Monday, May 23, 2005

 

Interesting Faith Questions

So, I am reading along and I come to this post from new Warnie Winner Eternal Perspectives. It is a great warning about the line between form and function in church -- something I was going to write about this week, but -- too late! Mike is specifically addressing the emerging church movement.
The function of the church is inseparable from the content of its message, emphases, and destiny. The form can and should change, as Moreland says, but the function must be intact if a local church is to keep its lampstand (Rev 2:5). When issues such as the content of the gospel, holiness, and others are compromised - or when a philosophy is adopted that is antithetical to absolute truth - then that church or movement is headed in a perilous direction.
Amen and Amen, but I wonder where the line between form and function lies. Consider modern worship music, for example. I will agree that guitars replacing organs is strictly a form issue. But the very structure of the songs, the repetitive nature of the lyrics, the minimalization of the vocabulary makes me wonder if it does not cross the line. It is "dumbing down" in a real sense.
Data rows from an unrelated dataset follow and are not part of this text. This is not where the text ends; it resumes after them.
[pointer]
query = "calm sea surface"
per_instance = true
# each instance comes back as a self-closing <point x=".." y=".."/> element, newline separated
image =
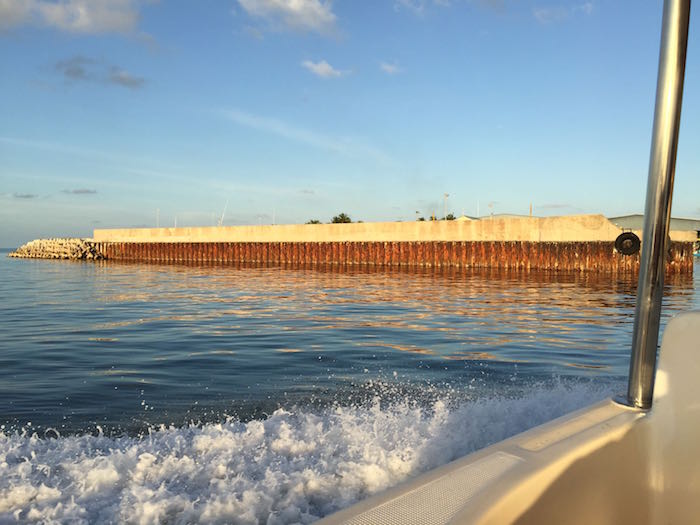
<point x="249" y="394"/>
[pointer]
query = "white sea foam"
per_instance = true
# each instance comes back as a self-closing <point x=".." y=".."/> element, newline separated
<point x="292" y="467"/>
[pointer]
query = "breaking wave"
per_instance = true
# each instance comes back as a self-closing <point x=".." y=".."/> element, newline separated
<point x="294" y="466"/>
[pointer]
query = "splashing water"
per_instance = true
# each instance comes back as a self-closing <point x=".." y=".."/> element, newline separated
<point x="291" y="467"/>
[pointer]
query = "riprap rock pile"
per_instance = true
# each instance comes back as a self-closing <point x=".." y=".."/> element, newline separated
<point x="74" y="249"/>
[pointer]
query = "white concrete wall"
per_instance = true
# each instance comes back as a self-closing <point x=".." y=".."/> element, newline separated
<point x="570" y="228"/>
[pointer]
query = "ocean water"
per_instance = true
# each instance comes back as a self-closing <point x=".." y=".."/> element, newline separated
<point x="247" y="394"/>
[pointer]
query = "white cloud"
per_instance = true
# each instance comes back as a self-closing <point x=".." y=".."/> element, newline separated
<point x="13" y="13"/>
<point x="301" y="15"/>
<point x="343" y="146"/>
<point x="418" y="7"/>
<point x="322" y="69"/>
<point x="549" y="15"/>
<point x="390" y="69"/>
<point x="73" y="16"/>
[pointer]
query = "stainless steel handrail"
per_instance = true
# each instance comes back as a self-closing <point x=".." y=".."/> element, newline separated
<point x="657" y="214"/>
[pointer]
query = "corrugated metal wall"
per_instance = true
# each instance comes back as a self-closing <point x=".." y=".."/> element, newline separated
<point x="576" y="256"/>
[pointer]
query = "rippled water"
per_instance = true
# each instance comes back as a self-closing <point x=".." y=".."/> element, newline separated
<point x="266" y="394"/>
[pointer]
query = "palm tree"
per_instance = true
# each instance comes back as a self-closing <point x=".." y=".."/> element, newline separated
<point x="341" y="219"/>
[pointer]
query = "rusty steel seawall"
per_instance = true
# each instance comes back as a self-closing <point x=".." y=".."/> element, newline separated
<point x="564" y="256"/>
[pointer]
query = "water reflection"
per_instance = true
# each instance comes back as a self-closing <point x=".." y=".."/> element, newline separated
<point x="99" y="342"/>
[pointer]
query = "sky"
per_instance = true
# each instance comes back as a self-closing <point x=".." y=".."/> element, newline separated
<point x="130" y="113"/>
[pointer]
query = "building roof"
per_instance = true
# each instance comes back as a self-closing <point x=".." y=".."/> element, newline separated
<point x="636" y="221"/>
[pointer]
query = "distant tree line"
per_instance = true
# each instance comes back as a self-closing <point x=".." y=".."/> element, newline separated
<point x="341" y="218"/>
<point x="344" y="218"/>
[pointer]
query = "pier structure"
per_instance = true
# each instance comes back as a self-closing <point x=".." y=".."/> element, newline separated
<point x="569" y="243"/>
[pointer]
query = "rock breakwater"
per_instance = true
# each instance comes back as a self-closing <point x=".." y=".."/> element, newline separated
<point x="70" y="248"/>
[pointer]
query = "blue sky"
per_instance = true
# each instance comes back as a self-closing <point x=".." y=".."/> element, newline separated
<point x="119" y="113"/>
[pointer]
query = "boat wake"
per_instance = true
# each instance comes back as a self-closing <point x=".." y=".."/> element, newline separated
<point x="293" y="466"/>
Which leads me to this post from Adventures In Following Jesus. (HT: Transforming Sermons) Adam is examining the relationship between knowledge, belief and transformation.
Action DOES follow belief. The sad fact is that most Christians don't believe what they know. I was equating "believing" with "knowing", hence my confusion. There is a huge difference. "Knowing" involves holding the right information in your head, and maybe even cognitively agreeing with it. Believing involves ordering your life around the idea as if it were so.
Here is the question that I feel compelled to ask, "Shouldn't genuine knowledge about God create belief of itself?" In other words, "How much does theology matter?"

I think those questions help draw the line between form and function. Consider the music example. No hymn gives a thorough lesson in 5-point Calvinism or any other school of theological thought, but a hymn with really meaty lyrics does make me ponder one point or another. In that pondering I may decide something that turns from knowledge to conviction and from conviction to belief and from belief to transformation. Contrast that to singing "God is awesome" several dozen times. Aside from a certain sonambulistic ecstasy being generated in the group, what has been accomplished?

Which leads us to Adrian Warnock's post from yesterday in which he is wondering what kind of church changes the world. Typical of Adrain, he is leading us into this slowly. He begins by asking which of these quotes most accurately reflects your image of the church.
1. "A church is a large, bureaucratic, and hierarchical religious organization, which typically recruits from the upper and middle classes. It has a priesthood, sacraments, and formal liturgy. Lay participation, especially in worship, is not necessarily encouraged.? (From Oxford Reference Online)

2. "I love the local church, I believe in its potential and power. I see it as the hope of the world . . . There is nothing like the local church when it's working right. It transforms lives heart by heart, soul by soul, life by life. That's why the most important thing I can do is to lay down my heart for the cause of Christ.." Bill Hybels
There is no question that the emerging and other church movements are a direct effort to move from quote 1 to quote 2. I; however, think both of these quotes quite well describe my feelings about the church. Institutions, by their very nature, and the sinfulness of those that are in them move inexorably and inevitably towards quote 1. Fortunately, God is at work in many individuals souls in that institution and they inevitably reverberate with quote 2.

Sacraments, liturgy and the concept of priesthood matter. (I don't know about all that class stuff - he's in England, I think that is more their issue than ours.) Sacraments and liturgy matter because they preserve the important ideas about our faith in a fashion that is in fact accessible to all. Ever ask yourself why icons and litury -- because nearly universal literacy is a relatively recent development. Eer wonder why the staid and highly liturgical Roman church is growing so fast in the third world -- because of its accessibility to the less literate that remain there. Those ideas matter because, as we have seen, ideas lead to belief which leads to transformation.

Church movements and schism happen. They happen when the underlying institution become so corrupt that they are viewed as irredeemable. Yet even the 16th century reformation ultimately resulted in redemption of the Roman church. I am not sure we are at the point of irredeemable corruption yet. Stale -- oh yeah. Form often without function -- yeah. But the form is what has preserved the ideas that lead to transformation. I am wondering if we really need a movement, or just a revival?